Automatic Fire Alarm
Advise if there is an automatic fire alarm with signalling direct to the emergency services, central call station or alarm monitoring station.
Fully managed developments
State whether you have ongoing contracts for the upkeep and maintenance of the property/grounds by professional service providers and facilities contractors. This could also include evidence of regular and periodic inspections of flat roof areas.
Electrical wiring checks
If you can, provide evidence that electrical wiring within the common areas is being inspected and maintained to current requirements.
If there are enhanced or additional features to prevent or reduce claims (e.g. sprinkler systems), specific construction features designed to illuminate or reduce spread of fire, in-built water leak detection devices, or flood resilient/flood protection construction features.
What else can affect my premium?
Concrete floors and stairs are considered a better risk than timber floors and stairs and preferential rates will be applied on these quotes. Flat timber roofs are also a concern, however flat concrete roofs (with a guarantee) could earn you some more brownie points!
If your roof is out of guarantee, a regular roof inspection and an inspection report to confirm the condition of your roof is adequate can also help.
Particularly in converted properties, the older the property is, the higher the rate that is normally applied.
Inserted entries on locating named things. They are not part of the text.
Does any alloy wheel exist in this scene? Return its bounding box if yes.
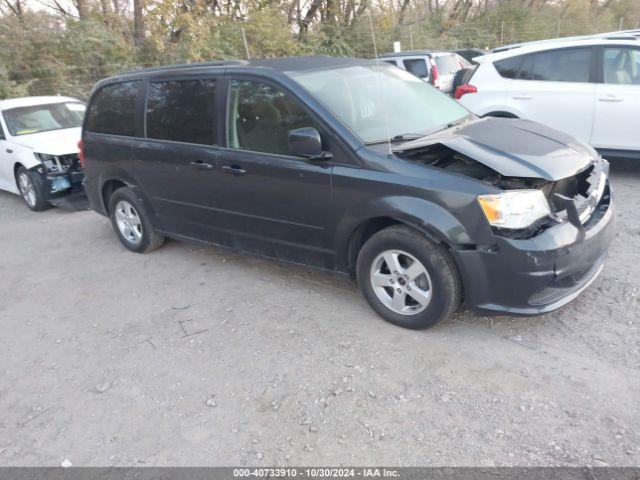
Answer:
[370,250,432,315]
[116,200,142,245]
[18,172,38,207]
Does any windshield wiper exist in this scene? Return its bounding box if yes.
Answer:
[391,133,424,142]
[365,133,424,145]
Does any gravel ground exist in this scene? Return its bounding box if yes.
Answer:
[0,159,640,466]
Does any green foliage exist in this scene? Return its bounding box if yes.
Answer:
[0,0,640,98]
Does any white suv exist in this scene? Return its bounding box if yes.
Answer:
[455,38,640,158]
[0,97,86,211]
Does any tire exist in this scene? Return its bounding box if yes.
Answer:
[356,225,461,329]
[16,165,51,212]
[109,187,164,253]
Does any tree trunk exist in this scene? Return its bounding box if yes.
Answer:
[133,0,145,47]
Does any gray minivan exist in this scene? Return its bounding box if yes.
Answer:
[80,57,613,328]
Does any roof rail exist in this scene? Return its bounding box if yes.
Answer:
[120,60,249,75]
[492,30,640,53]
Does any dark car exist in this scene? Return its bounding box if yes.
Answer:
[456,48,487,64]
[81,57,612,328]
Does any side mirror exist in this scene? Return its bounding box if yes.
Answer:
[289,127,331,160]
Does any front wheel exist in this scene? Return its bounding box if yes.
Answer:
[16,166,51,212]
[356,225,461,329]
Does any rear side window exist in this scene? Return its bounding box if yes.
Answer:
[493,55,522,78]
[402,58,429,78]
[87,80,140,137]
[533,48,591,82]
[147,79,216,145]
[228,80,317,155]
[494,48,591,82]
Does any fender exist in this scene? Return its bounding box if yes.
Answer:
[97,166,163,230]
[474,105,526,119]
[335,196,473,271]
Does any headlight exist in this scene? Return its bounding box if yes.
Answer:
[34,153,61,172]
[478,190,551,230]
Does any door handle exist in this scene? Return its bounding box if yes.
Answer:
[598,95,624,102]
[189,160,213,170]
[222,165,247,175]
This is simply due to internal features being more ornate, and also harder to locate at the time of a claim.
There is a greater public liability risk for insurers with properties which have tennis courts, swimming pools and gymnasiums.
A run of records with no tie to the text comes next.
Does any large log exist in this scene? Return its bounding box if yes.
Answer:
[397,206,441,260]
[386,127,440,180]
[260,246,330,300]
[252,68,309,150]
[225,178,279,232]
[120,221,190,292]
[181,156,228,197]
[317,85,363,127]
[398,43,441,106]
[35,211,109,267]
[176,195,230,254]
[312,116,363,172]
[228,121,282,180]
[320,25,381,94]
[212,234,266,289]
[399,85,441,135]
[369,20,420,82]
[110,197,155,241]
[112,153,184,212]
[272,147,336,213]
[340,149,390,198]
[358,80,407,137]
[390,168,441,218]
Similarly to motor insurance, the higher your excess the lower your premium. Excess is the first part of a claim which is paid by the policyholder.
The insurer pays amounts in “excess” of this first amount. An excess may be compulsory (i.e. imposed by the Insurer) or voluntary (i.e. accepted by the policyholder in return for a premium reduction).
Remember though, when you ask for alternative quotes you should notify the new insurer that you have requested a higher excess as some underwriters may deem a higher excess be due to a poor claims experience, and therefore increase your premium… just in case!
Subject to the block conforming with the insurer’s underwriting criteria, most specialist intermediaries will have the authority to apply an insurance rate to your reinstatement cost (Declared Value or Sum Insured), for example:
£1,000,000 (Declared Value/Sum Insured) x 0.080 (example insurance rate)
= £800.00 + 12% IPT (Insurance Premium Tax)
The premium quoted for this block would be £896.00.